My first layout was 4' x 16'. Later enlarged to 4' x 20'. This was 0-27 scale. Second one was/is 3' x 6' N scale. still never finished but got a spot to put it. Current one under construction is 14' x 28' with a peninsula. Seems like the fates are against me on building this one tho. Roof leaked, roof & ceiling collapsed, and now am putting a new roof over the building. Hope to have the major repairs done by snowfall time.
Surprising what you can fit into a small space (N) and can't get into a larger space (HO). I think first find the space you have available and then decide what scale you can fit into that space. I see people getting a boatload of one scale and then finding out it won't fit their space. Imagination is bigger than their room. I think a 4' x 8' is a size easiest handled in most rooms/basements. But it can give you the "build a boat in the basement" problem. Suggesting other shapes made out of a 4' x 8' is a better idea IF you make it able to be broken down in the event of a move.
Forums such as this give a lot of advice to noobies and oldies alike. Keep up the great work!
God's Best & Happy Rails to You!
Bing (RIPRR The Route of the Buzzards)
The future: Dead Rail Society
Why not check out Lowe's in New London ,CT for 2'x2' common pine square panels. Pre cut and sanded on one side you could build around the room and make a point to point layout that can be taken apart if needed. Screw and glue each section (double up to make a 2'x4' rectangle) and connect each with removeable wingnuts on the side of the boxes used to support the edges. You could make a "U" shape point to point layout or around all the walls if the room is big enough. The sheet squares are 15/32 " thick so sagging won't be a problem. You will have to cut the edges using dimensional lumber,1" by 4" is good which come in 4' lengths there at Lowe's. Happy building. Steven McDonough
Steve McDonough Why not check out Lowe's in New London ,CT for 2'x2' common pine square panels. Pre cut and sanded on one side you could build around the room and make a point to point layout that can be taken apart if needed. Screw and glue each section (double up to make a 2'x4' rectangle) and connect each with removeable wingnuts on the side of the boxes used to support the edges. You could make a "U" shape point to point layout or around all the walls if the room is big enough. The sheet squares are 15/32 " thick so sagging won't be a problem. You will have to cut the edges using dimensional lumber,1" by 4" is good which come in 4' lengths there at Lowe's. Happy building. Steven McDonough
I went to Ring's End in Niantic, CT (because it is a rail served lumberyard). They also had high quality lumber. I had difficulty finding straight (not warped or cupped) lumber at both big box stores.

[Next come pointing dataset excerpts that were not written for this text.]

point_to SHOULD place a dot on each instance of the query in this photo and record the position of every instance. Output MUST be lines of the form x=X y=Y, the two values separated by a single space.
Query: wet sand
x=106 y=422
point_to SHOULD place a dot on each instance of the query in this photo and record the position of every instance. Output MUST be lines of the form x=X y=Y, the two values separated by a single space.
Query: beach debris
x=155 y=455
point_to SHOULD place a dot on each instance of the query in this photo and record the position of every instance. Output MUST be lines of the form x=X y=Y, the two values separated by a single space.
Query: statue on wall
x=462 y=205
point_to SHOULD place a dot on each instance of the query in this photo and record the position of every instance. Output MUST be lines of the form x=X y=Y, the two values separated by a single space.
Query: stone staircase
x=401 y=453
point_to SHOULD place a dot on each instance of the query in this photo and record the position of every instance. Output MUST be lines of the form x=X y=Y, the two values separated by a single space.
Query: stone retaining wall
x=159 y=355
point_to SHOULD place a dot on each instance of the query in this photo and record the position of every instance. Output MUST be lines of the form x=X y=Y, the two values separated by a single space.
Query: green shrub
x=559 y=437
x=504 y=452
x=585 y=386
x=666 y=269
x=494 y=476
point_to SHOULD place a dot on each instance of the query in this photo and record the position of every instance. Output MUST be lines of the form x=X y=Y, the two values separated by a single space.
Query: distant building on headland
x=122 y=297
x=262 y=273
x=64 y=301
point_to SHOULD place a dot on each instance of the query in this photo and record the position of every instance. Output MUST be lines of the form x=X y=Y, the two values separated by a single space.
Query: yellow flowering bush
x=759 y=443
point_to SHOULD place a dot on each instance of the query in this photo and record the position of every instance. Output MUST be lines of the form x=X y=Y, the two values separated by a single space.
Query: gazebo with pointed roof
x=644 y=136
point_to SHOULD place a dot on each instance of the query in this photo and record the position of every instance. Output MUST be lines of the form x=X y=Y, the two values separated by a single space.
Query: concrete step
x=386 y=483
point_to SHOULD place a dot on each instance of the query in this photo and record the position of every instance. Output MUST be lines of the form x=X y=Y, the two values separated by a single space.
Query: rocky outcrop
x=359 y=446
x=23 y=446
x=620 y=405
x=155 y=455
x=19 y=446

As far as plywood panels goes, a cheaper way might be to buy a 4x8 sheet for $21.93. They (HD) will do up to 4 (or was it 5) cuts for free. 50 cents per cut after that. 3 cuts will give you 4x 2'x4' panels. Comes out to about half the price of the precut panels.

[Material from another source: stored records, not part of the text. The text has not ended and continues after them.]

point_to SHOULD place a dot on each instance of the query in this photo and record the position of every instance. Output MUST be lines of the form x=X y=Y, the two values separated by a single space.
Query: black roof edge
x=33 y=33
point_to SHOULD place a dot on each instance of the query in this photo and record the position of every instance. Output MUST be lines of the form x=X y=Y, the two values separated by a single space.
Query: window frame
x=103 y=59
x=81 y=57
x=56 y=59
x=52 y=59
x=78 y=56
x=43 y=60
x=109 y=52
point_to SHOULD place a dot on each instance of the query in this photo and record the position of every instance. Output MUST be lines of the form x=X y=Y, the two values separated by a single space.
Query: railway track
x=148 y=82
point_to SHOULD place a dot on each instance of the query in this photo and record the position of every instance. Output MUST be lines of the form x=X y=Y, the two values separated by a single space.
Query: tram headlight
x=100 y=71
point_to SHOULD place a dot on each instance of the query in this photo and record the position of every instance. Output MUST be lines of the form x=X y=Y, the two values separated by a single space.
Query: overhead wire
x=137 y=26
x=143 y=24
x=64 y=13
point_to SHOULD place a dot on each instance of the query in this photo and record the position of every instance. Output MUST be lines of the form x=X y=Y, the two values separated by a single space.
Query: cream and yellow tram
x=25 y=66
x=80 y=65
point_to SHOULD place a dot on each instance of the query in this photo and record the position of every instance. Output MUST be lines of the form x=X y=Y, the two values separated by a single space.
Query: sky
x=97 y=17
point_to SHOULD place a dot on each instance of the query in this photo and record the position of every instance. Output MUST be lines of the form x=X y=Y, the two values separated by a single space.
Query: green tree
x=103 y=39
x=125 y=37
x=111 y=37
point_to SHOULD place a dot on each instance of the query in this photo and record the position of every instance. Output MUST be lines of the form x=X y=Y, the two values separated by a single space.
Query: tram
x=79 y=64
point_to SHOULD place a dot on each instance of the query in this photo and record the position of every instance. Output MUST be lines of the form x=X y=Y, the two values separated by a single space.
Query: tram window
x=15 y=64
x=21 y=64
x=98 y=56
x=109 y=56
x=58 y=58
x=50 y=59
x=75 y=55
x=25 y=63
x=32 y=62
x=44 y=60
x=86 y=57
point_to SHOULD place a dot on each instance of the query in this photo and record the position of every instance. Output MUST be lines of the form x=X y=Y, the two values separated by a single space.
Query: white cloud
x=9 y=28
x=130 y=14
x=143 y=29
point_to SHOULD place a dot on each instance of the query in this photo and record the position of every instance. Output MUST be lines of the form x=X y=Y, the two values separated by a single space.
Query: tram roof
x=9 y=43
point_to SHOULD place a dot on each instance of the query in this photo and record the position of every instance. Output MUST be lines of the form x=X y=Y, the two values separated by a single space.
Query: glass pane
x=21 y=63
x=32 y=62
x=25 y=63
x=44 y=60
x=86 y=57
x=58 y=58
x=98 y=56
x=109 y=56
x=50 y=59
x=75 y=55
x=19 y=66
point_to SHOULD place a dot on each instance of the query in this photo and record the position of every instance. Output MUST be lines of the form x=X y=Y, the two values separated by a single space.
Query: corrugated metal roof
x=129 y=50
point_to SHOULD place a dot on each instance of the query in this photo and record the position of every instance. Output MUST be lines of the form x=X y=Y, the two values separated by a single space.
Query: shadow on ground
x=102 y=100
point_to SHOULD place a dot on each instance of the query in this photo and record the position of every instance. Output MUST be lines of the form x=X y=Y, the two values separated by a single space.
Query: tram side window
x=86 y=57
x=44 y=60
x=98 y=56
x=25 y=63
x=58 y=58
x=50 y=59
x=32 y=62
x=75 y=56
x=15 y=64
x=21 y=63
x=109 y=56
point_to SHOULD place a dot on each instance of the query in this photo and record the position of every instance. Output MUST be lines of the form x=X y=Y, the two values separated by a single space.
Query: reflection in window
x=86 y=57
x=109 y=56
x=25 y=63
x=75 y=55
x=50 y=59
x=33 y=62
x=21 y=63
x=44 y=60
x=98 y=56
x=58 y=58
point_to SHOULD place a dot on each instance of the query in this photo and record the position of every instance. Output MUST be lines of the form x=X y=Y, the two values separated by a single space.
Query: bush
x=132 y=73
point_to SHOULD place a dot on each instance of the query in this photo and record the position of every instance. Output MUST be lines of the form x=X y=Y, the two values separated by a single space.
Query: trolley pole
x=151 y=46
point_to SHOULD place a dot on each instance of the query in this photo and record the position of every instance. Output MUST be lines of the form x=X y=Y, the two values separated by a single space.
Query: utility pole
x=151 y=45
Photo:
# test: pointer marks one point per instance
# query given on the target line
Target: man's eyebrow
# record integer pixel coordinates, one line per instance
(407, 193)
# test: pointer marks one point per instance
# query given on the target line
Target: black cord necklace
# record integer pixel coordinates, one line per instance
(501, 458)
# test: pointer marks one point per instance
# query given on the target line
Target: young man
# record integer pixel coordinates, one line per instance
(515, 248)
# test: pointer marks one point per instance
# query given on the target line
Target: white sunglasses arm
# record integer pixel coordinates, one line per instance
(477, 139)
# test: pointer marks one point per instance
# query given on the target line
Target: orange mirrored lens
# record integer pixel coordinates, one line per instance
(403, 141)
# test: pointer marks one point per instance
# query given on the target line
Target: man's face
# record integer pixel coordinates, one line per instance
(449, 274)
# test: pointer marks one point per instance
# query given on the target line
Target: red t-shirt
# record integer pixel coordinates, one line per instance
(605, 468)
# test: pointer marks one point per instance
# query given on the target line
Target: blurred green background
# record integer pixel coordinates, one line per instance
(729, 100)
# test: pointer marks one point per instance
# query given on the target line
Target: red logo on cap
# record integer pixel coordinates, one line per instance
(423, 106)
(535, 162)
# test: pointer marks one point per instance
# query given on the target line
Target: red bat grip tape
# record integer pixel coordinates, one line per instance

Ive already built a layout (made freestanding standing sections somewhat like you describe due to living in an apartment). I disassbled it when I moved. That layout really isnt useable in my new space (was designed to fit the old space).
My current layout is made from modular sections (its technically a sectional layout because it will only go together one way). Most of them comply to the local modular club's standards.
The original post was meant to start a discussion on what would be the best type of "starter" layout to recommend to new people coming into the hobby. Not specifically for me, but just in general.
An avenue not yet discussed would be to join a modular club (if you are socially inclined). Its definitely not for everyone, and it is best if you are fortunate enough to have multiple options to shop around a bit for the best club for you.